Correspondance de Voltaire/1765/Lettre 5910

Correspondance : année 1765GarnierŒuvres complètes de Voltaire, tome 43 (p. 457-458).

5910. — À M. D’ALEMBERT.
5 février.

Mon adorable philosophe, nous en sommes à H[1]. Vous me rendez les lettres de l’alphabet bien précieuses. Vous me comblez de joie en me faisant espérer[2] que vous ne vous en tiendrez pas aux jésuites. Un homme qui a des terres près de Cîteaux me mande que le chapitre général va s’assembler. Ce chapitre est composé de quatre cents élus ; on donne à chacun six bouteilles de vin pour sa nuit : cela s’appelle le vin du chevet, et vous savez que ce vin est le meilleur de France. Ces moines-là ne vous paraissent-ils pas plus habiles que les jésuites ? Cîteaux jouit de deux cent mille livres de rente, et Clairvaux en a davantage ; mais il est juste de combler de biens des hommes si utiles à l’État. Détruisez, détruisez tant que vous pourrez, mon cher philosophe ; vous servirez l’État et la philosophie.
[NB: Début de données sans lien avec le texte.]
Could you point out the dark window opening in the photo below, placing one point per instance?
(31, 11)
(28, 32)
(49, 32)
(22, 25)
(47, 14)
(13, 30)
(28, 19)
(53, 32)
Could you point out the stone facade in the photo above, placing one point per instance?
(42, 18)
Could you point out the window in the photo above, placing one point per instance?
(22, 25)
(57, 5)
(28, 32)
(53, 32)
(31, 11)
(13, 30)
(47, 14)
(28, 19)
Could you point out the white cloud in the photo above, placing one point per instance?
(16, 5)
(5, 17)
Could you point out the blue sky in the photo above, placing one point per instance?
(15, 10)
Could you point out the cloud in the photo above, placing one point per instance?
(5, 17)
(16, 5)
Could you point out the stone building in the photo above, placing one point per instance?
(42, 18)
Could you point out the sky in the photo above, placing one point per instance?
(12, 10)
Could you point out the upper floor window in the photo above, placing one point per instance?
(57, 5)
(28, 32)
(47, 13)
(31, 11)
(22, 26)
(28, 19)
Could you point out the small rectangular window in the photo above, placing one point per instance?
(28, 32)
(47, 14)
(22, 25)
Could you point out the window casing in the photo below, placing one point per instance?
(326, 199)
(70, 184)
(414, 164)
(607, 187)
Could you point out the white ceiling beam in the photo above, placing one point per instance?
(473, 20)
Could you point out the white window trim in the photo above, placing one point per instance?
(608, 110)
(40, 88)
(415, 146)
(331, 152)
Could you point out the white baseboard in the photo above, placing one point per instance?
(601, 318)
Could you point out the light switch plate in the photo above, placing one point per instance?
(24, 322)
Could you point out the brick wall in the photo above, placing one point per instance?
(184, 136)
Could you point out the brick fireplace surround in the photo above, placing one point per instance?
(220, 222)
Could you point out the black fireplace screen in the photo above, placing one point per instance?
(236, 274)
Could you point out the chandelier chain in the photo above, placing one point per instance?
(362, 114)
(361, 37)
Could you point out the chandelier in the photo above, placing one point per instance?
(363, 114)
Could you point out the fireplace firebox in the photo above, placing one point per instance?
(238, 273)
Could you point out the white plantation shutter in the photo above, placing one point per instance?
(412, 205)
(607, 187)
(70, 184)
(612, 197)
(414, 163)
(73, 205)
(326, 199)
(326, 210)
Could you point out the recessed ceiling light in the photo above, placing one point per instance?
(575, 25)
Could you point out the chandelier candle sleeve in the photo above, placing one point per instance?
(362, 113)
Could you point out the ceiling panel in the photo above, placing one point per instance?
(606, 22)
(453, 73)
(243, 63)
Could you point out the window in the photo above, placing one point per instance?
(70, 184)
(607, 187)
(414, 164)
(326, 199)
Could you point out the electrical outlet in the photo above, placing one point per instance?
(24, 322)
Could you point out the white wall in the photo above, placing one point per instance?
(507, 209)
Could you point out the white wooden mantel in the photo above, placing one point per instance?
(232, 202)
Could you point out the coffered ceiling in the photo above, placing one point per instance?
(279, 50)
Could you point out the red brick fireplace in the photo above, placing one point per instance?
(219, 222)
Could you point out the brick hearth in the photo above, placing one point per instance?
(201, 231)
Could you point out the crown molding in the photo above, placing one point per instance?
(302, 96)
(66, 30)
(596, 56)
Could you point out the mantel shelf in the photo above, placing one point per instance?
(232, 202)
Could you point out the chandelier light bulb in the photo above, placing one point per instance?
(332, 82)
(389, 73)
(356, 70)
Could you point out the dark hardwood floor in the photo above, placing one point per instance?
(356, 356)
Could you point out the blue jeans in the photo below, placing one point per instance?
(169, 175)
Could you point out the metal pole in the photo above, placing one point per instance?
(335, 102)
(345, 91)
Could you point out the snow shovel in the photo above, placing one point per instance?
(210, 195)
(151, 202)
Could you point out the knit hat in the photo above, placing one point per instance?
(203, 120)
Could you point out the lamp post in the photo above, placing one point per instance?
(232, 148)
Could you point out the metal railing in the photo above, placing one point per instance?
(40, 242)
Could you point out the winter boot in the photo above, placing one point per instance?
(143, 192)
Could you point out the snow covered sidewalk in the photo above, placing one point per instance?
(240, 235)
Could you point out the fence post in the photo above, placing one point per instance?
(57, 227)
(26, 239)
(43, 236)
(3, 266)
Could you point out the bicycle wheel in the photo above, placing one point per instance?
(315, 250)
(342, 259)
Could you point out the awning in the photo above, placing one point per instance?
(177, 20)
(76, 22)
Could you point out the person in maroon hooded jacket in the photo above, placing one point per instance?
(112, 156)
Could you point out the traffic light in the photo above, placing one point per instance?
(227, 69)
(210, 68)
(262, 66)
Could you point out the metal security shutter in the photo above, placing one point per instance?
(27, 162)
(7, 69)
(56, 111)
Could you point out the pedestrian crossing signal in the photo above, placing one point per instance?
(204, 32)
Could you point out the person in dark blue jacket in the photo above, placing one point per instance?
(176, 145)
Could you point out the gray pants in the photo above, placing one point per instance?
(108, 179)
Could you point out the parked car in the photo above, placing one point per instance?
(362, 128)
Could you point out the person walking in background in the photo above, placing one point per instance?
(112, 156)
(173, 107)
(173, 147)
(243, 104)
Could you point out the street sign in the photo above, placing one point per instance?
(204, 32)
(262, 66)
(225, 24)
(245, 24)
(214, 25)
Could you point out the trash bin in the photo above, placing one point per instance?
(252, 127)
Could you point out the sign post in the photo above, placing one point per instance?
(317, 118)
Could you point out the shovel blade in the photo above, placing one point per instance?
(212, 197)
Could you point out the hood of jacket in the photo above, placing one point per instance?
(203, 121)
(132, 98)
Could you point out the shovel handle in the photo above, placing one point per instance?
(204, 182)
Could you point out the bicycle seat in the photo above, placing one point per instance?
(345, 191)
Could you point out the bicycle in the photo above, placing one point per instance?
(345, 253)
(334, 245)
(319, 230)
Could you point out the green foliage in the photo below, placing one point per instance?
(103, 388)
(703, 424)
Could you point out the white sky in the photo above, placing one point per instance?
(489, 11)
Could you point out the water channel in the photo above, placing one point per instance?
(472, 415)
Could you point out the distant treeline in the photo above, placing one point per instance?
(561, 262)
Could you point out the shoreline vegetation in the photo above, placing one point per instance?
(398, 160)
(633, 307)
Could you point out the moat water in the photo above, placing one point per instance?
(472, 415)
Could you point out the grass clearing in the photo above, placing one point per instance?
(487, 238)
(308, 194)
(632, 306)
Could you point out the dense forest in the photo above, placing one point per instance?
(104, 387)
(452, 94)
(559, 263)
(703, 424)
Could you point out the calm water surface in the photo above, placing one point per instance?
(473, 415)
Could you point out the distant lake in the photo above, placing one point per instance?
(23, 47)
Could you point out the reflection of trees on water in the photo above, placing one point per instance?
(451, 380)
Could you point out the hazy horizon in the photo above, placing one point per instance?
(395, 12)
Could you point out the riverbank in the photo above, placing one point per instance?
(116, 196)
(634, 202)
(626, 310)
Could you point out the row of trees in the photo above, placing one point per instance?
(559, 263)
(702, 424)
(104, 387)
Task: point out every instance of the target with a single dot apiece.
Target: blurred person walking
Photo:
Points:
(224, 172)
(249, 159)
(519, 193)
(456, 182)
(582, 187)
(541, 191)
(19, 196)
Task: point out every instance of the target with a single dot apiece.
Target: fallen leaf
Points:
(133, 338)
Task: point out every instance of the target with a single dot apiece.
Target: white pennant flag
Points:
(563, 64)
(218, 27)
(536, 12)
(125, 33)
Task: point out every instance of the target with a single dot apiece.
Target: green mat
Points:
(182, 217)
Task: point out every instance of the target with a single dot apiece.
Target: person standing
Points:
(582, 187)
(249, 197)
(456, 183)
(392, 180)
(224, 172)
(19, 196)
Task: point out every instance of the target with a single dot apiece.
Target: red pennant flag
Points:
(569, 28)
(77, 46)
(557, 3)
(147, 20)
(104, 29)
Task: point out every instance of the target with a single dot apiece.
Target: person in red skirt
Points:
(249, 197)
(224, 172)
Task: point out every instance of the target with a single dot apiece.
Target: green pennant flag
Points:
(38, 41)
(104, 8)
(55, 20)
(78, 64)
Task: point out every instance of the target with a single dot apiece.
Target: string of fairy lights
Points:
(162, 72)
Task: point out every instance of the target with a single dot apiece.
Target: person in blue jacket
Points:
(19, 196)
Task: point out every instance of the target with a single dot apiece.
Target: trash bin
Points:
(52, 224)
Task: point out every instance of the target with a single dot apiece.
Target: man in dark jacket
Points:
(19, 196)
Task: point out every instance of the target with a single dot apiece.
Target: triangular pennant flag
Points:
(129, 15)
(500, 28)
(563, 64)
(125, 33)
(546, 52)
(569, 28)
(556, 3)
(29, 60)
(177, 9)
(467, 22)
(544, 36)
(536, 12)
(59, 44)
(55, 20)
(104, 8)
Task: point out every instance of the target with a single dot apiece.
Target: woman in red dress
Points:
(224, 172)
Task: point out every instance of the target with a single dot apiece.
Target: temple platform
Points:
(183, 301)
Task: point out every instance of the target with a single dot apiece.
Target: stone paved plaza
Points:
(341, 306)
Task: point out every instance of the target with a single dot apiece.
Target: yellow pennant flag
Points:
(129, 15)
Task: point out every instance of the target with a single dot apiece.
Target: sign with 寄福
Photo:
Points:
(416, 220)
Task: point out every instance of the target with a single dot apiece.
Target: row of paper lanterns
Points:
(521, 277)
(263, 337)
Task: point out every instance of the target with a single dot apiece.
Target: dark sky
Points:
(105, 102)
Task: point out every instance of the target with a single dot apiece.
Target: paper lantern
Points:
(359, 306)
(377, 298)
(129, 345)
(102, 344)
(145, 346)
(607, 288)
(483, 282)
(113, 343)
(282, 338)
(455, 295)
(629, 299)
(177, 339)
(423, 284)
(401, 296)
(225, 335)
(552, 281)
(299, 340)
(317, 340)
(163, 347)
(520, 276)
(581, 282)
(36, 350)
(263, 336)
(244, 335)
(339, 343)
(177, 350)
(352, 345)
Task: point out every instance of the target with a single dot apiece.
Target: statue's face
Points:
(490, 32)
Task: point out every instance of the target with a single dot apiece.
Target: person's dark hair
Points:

J’espère que frère Gabriel Cramer enverra bientôt à frère Bourgelat le recueil de soufflets que vous donnez à tour de bras aux jansénistes et aux molinistes. C’est bien dommage, encore une fois, que Jean-Jacques, Diderot, Helvétius, et vous, cum aliis ejusdem farinæ hominibus[3], vous ne vous soyez pas entendus pour écraser l’inf… Le plus grand de mes chagrins est de voir les imposteurs unis, et les amis du vrai divisés. Combattez, mon cher Bellérophon, et détruisez la Chimère.

N. B. Vous saurez qu’ennuyé de la négligence du gros Gabriel, j’ai envoyé mon exemplaire de Corneille à l’adresse de M. Duclos, à la chambre syndicale, par la diligence de Lyon. Je supplie le philosophe frère Damilaville de vouloir bien payer les frais : c’est un philosophe de finance avec lequel je m’entendrai fort bien. Adieu ; je vous embrasse ; je suis bien vieux et bien malade.

  1. C’est-à-dire à la huitième feuille.
  2. Voyez lettre 5887.
  3. Une personne qui ne se nomme pas m’écrit qu’on lit dans saint Jérôme ; « Istius farinæ homines sunt admodum gloriosi. » (B.) — Voltaire cite un autre passage de saint Jérôme, tome XVII, pâtre 270, et XXIX, 531.